I social media devono essere di proprietà pubblica
Non possiamo fare affidamento sullo Stato capitalista e sulle aziende private per impedire a fascisti e razzisti di organizzarsi o di promuovere le proprie opinioni. In realtà, quando sta loro bene, lasceranno che quelle stesse persone agiscano indisturbate, che si tratti di Stephen Bannon o Raja Singh. In definitiva, solo il movimento operaio e la classe operaia possono impedire all’estrema destra di organizzarsi.
Esprimiamo piena solidarietà con i gruppi di sinistra che hanno subito la censura e ci opponiamo a qualsiasi tentativo della classe dominante di impedire l’organizzazione della sinistra. L’unico modo per garantire la libertà di parola è combattere affinché la stampa e le piattaforme social siano di proprietà e sotto il controllo della classe lavoratrice. Con i media e i social media sotto il controllo pubblico potremmo garantire una piattaforma equa per il punto di vista della classe lavoratrice, e non semplicemente per la piccola minoranza della classe dominante.

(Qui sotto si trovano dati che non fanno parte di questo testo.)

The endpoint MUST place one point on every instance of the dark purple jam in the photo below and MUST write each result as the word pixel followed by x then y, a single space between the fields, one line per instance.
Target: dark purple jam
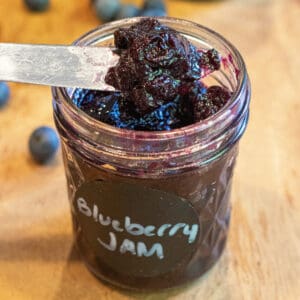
pixel 159 79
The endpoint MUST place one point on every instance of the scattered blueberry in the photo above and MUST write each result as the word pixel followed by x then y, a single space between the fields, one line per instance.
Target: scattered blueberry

La classe dominante consente la “libertà di parola” quando non c’è una vera minaccia per la sua posizione, ma la storia mostra che non esiterà ad agire quando questa minaccia si presenta. La radicalizzazione dovuta al movimento Black Lives Matter rappresenta una minaccia di questo tipo, ed è per questo motivo che i settori combattivi della classe lavoratrice stanno affrontando la censura.